The town’s preliminary list of elected officials is as follows: Mayor: Marie-Élaine Pitre; Seat 1: Marie-Hélène Fortin; Seat 2: Jean-François Gagnière; Seat 3: Stéphanie Nantel; Seat 4: Annick Lemelin-Lagacé; Seat 5: Sébastien Jacquet; Seat 6: Elmer Van Der Vlugt. The municipality indicated these are preliminary and will be formalized after legal delays expire.

A change at the top

Pitre’s election closes the era of Éric Westram, who first won the mayoralty in 2017 and secured re-election in 2021. Westram previously served three terms as a councillor and sat on the Thérèse-De Blainville MRC council in his capacity as mayor.

How we got here

Pitre entered the mayor’s race after serving on council and breaking with the incumbent team in 2024 to sit as an independent councillor, citing concerns about the council climate. In May 2025 she unveiled a full slate of six candidates under her municipal party Vision Rosemère – Équipe Marie-Élaine Pitre, authorized by Élections Québec on May 9, 2025. During the official campaign launch in October, she emphasized five priorities: responding to the housing and demographic crunch; focusing on redevelopment over sprawl; revitalizing the Place Rosemère commercial hub while protecting the tax base; making City Hall more responsive; and integrating climate adaptation, active mobility and school-zone safety into local planning.

What Pitre’s victory could mean

While detailed vote tallies had not yet been formally proclaimed at press time, Pitre’s win signals an electorate leaning toward in-town renewal and process efficiency over expansion. Expect early files to include: next steps on redevelopment sites; a plan to stabilize commercial tax revenues amid shifts at Place Rosemère; and a package of mobility and climate-resilience measures tailored to school routes and neighbourhood streets. Those themes were central in Pitre’s platform and echoed throughout the late-campaign messaging.

Who is Marie-Élaine Pitre?

Municipal experience. Pitre served as a Rosemère councillor before winning the mayoralty; in 2024 she left the incumbent mayor’s team to sit as an independent.

Party leadership.
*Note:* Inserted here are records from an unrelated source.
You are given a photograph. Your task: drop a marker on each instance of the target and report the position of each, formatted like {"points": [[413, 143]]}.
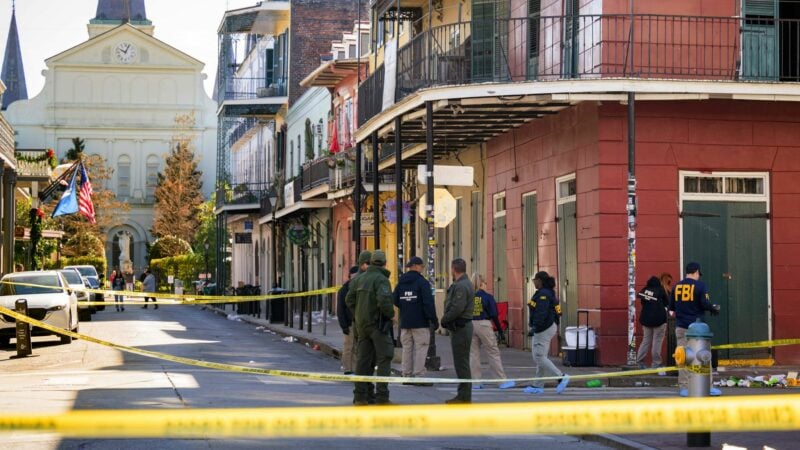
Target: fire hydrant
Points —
{"points": [[696, 358]]}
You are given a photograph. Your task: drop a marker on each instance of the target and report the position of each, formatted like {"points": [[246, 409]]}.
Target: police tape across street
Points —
{"points": [[332, 377], [667, 415]]}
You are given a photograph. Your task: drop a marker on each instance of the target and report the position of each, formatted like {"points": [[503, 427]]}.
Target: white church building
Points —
{"points": [[121, 91]]}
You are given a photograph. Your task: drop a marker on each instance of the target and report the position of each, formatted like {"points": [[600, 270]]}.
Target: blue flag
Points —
{"points": [[69, 201]]}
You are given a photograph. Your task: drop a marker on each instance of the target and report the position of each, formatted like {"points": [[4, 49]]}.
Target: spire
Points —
{"points": [[13, 73], [120, 11]]}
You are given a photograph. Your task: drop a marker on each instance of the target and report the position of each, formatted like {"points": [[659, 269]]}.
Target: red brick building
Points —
{"points": [[539, 90]]}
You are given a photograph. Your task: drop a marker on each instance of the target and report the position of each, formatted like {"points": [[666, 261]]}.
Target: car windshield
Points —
{"points": [[72, 277], [87, 271], [31, 284]]}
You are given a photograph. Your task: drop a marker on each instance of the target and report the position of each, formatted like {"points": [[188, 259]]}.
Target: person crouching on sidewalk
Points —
{"points": [[483, 316]]}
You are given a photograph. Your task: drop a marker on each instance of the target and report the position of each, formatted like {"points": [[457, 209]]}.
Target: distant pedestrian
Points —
{"points": [[345, 317], [483, 335], [655, 303], [543, 312], [149, 286], [457, 319], [128, 277], [370, 299], [118, 284], [413, 296], [689, 302]]}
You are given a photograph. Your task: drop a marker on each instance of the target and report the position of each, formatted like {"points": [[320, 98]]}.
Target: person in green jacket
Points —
{"points": [[459, 305], [370, 299]]}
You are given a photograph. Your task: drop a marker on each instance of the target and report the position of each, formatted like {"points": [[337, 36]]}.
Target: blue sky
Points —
{"points": [[48, 27]]}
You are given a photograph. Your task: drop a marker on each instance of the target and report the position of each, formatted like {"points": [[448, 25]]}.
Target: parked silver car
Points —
{"points": [[49, 299]]}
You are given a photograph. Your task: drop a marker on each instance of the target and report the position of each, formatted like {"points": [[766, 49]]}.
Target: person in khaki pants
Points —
{"points": [[413, 296], [483, 335]]}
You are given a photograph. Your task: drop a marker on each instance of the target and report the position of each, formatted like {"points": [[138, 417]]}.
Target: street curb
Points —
{"points": [[614, 441], [323, 347]]}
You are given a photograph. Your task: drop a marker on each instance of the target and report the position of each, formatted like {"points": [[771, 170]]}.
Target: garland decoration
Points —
{"points": [[48, 156]]}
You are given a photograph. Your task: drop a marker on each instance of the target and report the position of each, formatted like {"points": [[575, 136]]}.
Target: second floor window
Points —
{"points": [[124, 177]]}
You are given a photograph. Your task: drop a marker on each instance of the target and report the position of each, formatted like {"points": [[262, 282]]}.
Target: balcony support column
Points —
{"points": [[376, 194], [631, 209], [357, 199], [432, 362], [9, 206], [398, 180]]}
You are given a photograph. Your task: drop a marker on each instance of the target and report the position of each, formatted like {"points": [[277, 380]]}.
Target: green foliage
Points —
{"points": [[169, 246], [99, 263], [184, 267], [84, 244]]}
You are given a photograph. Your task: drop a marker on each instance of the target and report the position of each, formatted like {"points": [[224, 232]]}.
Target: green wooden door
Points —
{"points": [[489, 40], [760, 46], [499, 257], [530, 251], [729, 240], [568, 264]]}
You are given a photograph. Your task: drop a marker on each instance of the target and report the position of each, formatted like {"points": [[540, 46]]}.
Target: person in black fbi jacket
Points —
{"points": [[543, 326], [689, 302], [655, 302], [413, 296]]}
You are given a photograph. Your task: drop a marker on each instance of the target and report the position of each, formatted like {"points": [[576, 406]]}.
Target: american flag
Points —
{"points": [[85, 205]]}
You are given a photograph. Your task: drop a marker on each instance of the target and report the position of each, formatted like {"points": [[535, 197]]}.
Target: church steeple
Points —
{"points": [[121, 11], [13, 73], [113, 13]]}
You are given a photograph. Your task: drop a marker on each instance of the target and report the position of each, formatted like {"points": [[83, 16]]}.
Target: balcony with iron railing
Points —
{"points": [[590, 47], [242, 196]]}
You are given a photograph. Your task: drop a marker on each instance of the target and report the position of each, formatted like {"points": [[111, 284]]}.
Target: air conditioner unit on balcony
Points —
{"points": [[265, 92]]}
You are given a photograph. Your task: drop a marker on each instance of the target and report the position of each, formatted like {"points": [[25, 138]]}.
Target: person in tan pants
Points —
{"points": [[483, 335]]}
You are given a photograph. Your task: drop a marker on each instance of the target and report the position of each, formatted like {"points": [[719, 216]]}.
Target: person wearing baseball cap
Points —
{"points": [[414, 299], [689, 302]]}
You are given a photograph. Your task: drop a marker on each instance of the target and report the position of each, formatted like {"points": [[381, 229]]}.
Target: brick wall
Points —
{"points": [[314, 24]]}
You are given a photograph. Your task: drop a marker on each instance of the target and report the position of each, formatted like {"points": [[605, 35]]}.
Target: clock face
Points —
{"points": [[125, 52]]}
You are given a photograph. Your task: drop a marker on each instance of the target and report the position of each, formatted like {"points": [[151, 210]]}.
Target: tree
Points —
{"points": [[167, 246], [179, 190]]}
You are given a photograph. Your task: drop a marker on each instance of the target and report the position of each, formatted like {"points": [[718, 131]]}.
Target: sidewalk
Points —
{"points": [[517, 363]]}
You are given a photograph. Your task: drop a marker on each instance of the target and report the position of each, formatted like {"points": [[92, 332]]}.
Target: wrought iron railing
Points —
{"points": [[317, 172], [242, 194], [591, 47], [239, 88]]}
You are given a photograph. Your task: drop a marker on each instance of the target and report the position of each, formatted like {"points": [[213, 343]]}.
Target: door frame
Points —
{"points": [[725, 197]]}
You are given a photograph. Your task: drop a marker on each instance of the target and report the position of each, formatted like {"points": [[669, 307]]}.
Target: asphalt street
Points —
{"points": [[83, 375]]}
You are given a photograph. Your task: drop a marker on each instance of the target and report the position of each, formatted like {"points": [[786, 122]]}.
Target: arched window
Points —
{"points": [[124, 177], [151, 180]]}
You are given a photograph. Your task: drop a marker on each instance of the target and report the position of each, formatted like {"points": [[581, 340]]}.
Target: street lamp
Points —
{"points": [[273, 202], [207, 245]]}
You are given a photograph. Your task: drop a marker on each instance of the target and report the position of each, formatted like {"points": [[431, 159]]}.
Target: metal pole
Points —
{"points": [[631, 208], [376, 210], [432, 362], [357, 200], [398, 184]]}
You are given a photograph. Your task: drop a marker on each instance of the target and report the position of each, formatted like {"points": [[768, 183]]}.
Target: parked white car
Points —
{"points": [[54, 303], [77, 283]]}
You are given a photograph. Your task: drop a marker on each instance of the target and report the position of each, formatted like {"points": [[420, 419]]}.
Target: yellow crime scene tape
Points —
{"points": [[667, 415], [185, 299], [312, 376]]}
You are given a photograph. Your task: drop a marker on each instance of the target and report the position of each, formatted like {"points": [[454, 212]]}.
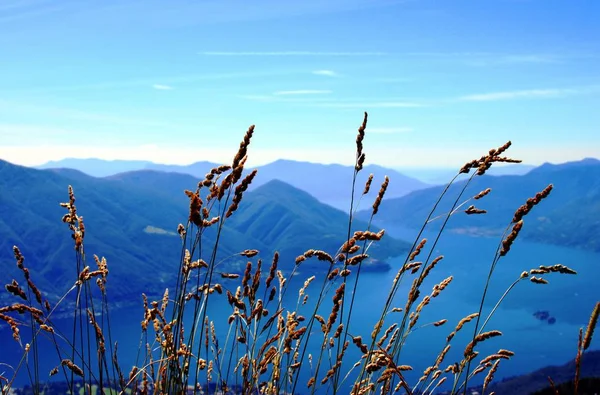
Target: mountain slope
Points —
{"points": [[330, 184], [569, 217], [121, 214]]}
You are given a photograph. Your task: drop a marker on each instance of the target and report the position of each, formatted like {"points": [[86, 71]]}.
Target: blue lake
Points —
{"points": [[568, 299]]}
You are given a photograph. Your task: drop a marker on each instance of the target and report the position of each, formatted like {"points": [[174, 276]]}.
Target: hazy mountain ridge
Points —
{"points": [[116, 211], [569, 217], [330, 184]]}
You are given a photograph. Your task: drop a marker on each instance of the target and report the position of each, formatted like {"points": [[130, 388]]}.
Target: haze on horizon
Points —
{"points": [[442, 81]]}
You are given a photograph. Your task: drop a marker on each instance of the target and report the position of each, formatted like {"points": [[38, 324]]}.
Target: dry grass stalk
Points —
{"points": [[478, 339], [483, 193], [531, 202], [360, 156], [380, 195], [368, 184], [460, 325]]}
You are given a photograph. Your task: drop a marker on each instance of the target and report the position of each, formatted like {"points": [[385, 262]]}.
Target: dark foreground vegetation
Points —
{"points": [[265, 346]]}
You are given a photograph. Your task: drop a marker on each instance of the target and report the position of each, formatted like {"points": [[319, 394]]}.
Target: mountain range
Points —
{"points": [[314, 178], [570, 216], [131, 219]]}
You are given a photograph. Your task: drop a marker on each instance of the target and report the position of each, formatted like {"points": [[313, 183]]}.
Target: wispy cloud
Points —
{"points": [[390, 130], [302, 92], [328, 73], [290, 53], [378, 104], [531, 94], [161, 87]]}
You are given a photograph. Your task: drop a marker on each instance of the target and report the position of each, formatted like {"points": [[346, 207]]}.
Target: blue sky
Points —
{"points": [[180, 81]]}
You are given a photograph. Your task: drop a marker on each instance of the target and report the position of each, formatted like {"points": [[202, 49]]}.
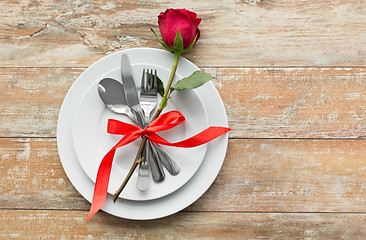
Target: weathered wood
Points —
{"points": [[260, 102], [71, 224], [294, 102], [257, 175], [233, 33]]}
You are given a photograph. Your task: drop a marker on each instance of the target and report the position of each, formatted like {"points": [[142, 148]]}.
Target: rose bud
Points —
{"points": [[179, 29]]}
Founder and leader of Vision Rosemère – Équipe Marie-Élaine Pitre, an Élections Québec-authorized municipal party (authorization May 9, 2025).

Professional profile & education. Public bios describe experience in corporate sustainability and management studies; her LinkedIn lists roles with Groupe ADF and management training at HEC Montréal. (As with all social-profile claims, these details are self-reported.)

Public positioning. In interviews and local coverage during the 2025 race, Pitre framed her candidacy around “redevelop rather than sprawl,” merchant-friendly revitalization of Place Rosemère, quicker municipal processes, and climate-aware urban planning that improves day-to-day safety for residents.

What’s next procedurally

General municipal elections in Quebec are held every four years on the first Sunday of November; for 2025 that date was November 2. Rosemère’s preliminary results are posted for public information; the official proclamation follows statutory verification and the short period in which a judicial recount may be requested. Residents can consult the town’s results hub and Élections Québec’s election pages for formal updates as they are posted.